Most notably, AWS claimed that it had no indication of any exploitation of CodeBreach in the wild.

Why CI/CD Pipelines Are High-Value Targets

CI/CD environments are becoming a major target increasingly, as they are dislocated between 

  • Untrusted outside input (webhooks, forks, pull requests)
  • Privileged credentials (secrets, tokens, keys, and others for deployment)
  • Automated execution pipelines

This mixture can lead to disasters even for very minor configuration errors. Wiz researchers characterized CodeBreach as a classic case of how attackers take advantage of very small defects for huge consequences - without prior access or insider knowledge being necessary.

Best Practices to Prevent CI/CD Supply Chain Attacks

In order to minimize the chances of having vulnerabilities of the same kind, organizations ought to:

  1. Not allow the execution of control pipelines on untrusted pull requests
  2. Make it mandatory to have pull request approval gates before the build takes place
  3. Implement anchored regex patterns (^...$) in webhook filters
  4. Issue different tokens with the least privileges for each CI project
  5. Keep the secrets in secure environments and change the credentials frequently
  6. Use non-privileged GitHub accounts for CI automation
  7. Keep an eye on the unusual pipeline triggers and access pattern

If an attacker chooses to target build infrastructure, these measures will significantly reduce the area of effect.

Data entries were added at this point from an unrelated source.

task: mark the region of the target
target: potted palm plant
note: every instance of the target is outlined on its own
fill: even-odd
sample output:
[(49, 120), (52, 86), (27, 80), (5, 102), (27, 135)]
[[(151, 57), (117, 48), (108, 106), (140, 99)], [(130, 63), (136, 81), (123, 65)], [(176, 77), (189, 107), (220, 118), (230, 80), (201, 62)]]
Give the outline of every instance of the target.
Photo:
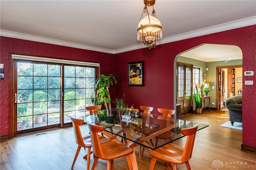
[(196, 113), (200, 114), (202, 113), (202, 100), (200, 94), (198, 92), (198, 89), (196, 86), (196, 93), (194, 91), (194, 93), (195, 95), (195, 101), (196, 102)]
[(111, 99), (109, 88), (114, 83), (116, 84), (118, 82), (116, 76), (116, 75), (112, 74), (109, 75), (102, 74), (100, 77), (96, 80), (95, 83), (95, 89), (98, 87), (95, 102), (98, 103), (104, 103), (106, 109), (107, 116), (110, 116), (111, 115)]

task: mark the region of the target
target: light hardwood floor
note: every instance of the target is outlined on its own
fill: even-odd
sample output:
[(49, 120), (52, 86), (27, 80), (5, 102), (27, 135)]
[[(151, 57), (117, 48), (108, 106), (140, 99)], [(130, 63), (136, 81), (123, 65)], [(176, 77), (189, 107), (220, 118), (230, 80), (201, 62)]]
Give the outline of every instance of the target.
[[(209, 125), (197, 132), (192, 158), (189, 161), (192, 170), (217, 169), (212, 165), (214, 162), (218, 161), (216, 166), (219, 170), (256, 169), (256, 154), (240, 150), (242, 131), (219, 126), (228, 121), (228, 112), (206, 111), (203, 114), (190, 114), (182, 119)], [(86, 126), (82, 125), (83, 134), (88, 133)], [(174, 143), (184, 146), (186, 138)], [(72, 127), (16, 137), (0, 143), (2, 170), (70, 169), (77, 148)], [(135, 152), (139, 169), (148, 169), (151, 160), (148, 150), (145, 150), (142, 160), (138, 157), (138, 147)], [(86, 169), (86, 160), (82, 157), (86, 152), (81, 150), (74, 170)], [(91, 168), (92, 156), (90, 159)], [(178, 165), (177, 167), (179, 170), (186, 169), (184, 164)], [(106, 162), (99, 160), (96, 169), (106, 168)], [(114, 169), (128, 169), (125, 158), (115, 160)], [(154, 169), (164, 169), (163, 162), (158, 160)]]

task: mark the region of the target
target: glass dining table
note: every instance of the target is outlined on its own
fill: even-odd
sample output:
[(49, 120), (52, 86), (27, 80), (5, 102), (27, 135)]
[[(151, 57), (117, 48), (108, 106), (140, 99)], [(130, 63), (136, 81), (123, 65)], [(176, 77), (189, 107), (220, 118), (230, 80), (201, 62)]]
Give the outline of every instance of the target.
[[(112, 109), (109, 111), (109, 113), (112, 117), (108, 119), (106, 119), (105, 115), (102, 116), (101, 114), (92, 115), (76, 114), (69, 116), (83, 119), (85, 123), (93, 123), (106, 127), (103, 132), (105, 135), (117, 142), (121, 142), (122, 140), (122, 142), (124, 143), (127, 147), (134, 148), (140, 146), (140, 146), (150, 150), (156, 149), (185, 136), (181, 133), (181, 130), (193, 127), (198, 124), (196, 122), (163, 117), (160, 114), (149, 114), (118, 108)], [(109, 119), (111, 119), (112, 122), (106, 121)], [(208, 126), (207, 125), (198, 124), (198, 131)], [(110, 126), (112, 128), (107, 128)], [(172, 134), (168, 140), (158, 140), (156, 144), (154, 144), (158, 136), (166, 132)], [(138, 169), (135, 153), (131, 157), (134, 169)]]

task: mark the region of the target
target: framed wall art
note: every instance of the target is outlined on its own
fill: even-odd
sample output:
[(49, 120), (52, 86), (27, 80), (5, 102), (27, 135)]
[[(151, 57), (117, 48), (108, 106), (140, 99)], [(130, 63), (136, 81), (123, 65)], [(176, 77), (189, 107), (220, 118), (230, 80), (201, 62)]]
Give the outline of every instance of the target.
[(143, 61), (128, 63), (128, 85), (143, 86)]
[(206, 81), (206, 74), (205, 73), (203, 74), (203, 81)]

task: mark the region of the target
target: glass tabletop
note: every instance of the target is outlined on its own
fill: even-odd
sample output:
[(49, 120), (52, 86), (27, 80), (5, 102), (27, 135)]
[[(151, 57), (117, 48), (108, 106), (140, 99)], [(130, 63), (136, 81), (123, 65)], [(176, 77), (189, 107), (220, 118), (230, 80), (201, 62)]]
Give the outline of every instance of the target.
[[(108, 111), (108, 117), (106, 116), (106, 112), (104, 115), (76, 114), (70, 117), (83, 119), (86, 123), (106, 127), (111, 124), (113, 126), (112, 130), (105, 128), (104, 130), (120, 139), (123, 138), (153, 150), (185, 136), (181, 133), (181, 129), (193, 127), (197, 123), (128, 110), (114, 108)], [(198, 123), (198, 130), (208, 126)], [(167, 138), (168, 135), (170, 137), (168, 140), (158, 140), (156, 145), (155, 144), (156, 137)], [(150, 142), (150, 140), (154, 144)]]

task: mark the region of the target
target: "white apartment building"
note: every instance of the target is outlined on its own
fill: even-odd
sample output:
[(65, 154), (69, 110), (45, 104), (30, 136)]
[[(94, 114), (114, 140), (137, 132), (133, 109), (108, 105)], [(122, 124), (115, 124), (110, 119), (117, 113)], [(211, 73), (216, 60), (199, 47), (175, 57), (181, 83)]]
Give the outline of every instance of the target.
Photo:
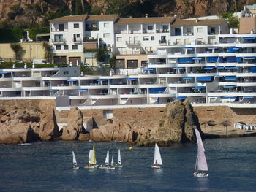
[(69, 15), (50, 21), (54, 63), (83, 63), (84, 49), (102, 45), (112, 51), (117, 15)]

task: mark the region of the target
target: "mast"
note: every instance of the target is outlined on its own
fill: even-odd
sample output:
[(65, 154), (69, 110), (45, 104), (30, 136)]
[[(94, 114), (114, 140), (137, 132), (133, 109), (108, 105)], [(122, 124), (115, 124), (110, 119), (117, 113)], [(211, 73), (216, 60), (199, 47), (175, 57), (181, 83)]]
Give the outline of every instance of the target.
[(195, 128), (195, 135), (197, 137), (197, 170), (200, 171), (208, 171), (208, 165), (206, 161), (206, 158), (205, 155), (205, 148), (203, 145), (203, 141), (201, 139), (201, 136), (200, 134), (199, 131)]
[(114, 152), (112, 151), (111, 166), (114, 166)]
[(118, 164), (121, 164), (120, 149), (118, 150)]
[(109, 152), (108, 152), (108, 150), (107, 152), (106, 159), (105, 160), (105, 164), (107, 166), (109, 165)]
[(73, 164), (77, 165), (78, 164), (77, 164), (77, 161), (75, 159), (75, 153), (74, 153), (74, 151), (72, 151), (72, 155), (73, 155)]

Part of a Larger Industry Trend

CodeBreach is just the tip of the iceberg. In the last two years, various researchers have identified serious vulnerabilities in CI/CD pipelines of big platforms:

  • Sysdig disclosed that GitHub Actions workflows that used the pull_request_target trigger and were configured insecurely, could lead to secret tokens being leaked.
  • Orca Security then mentioned the same kind of vulnerabilities found in projects of Google, Microsoft, NVIDIA, and other Fortune 500 companies, labeling it as the pull_request_nightmare campaign.

In most scenarios, hackers had the ability to go from a pull request to remote code execution and total control of the repository without ever coming into contact with the production environment of the company.

Final Thoughts

The AWS CodeBuild configuration error is a major consumer of the CI/CD security as a supply chain security. The modern development pipelines are automated to a great extent, very much interconnected, and heavily credentialed. Therefore, they represent one of the most attractive attacks surfaces in the cloud environments.

Also, just a small oversight like an unintentional omission of a regex anchor could allow even the most trusted software ecosystems on the planet to suffer a devastating breach. Therefore, as organizations keep on scaling their DevOps operations, making the security of the build pipelines equivalent to the security of production systems will become necessary.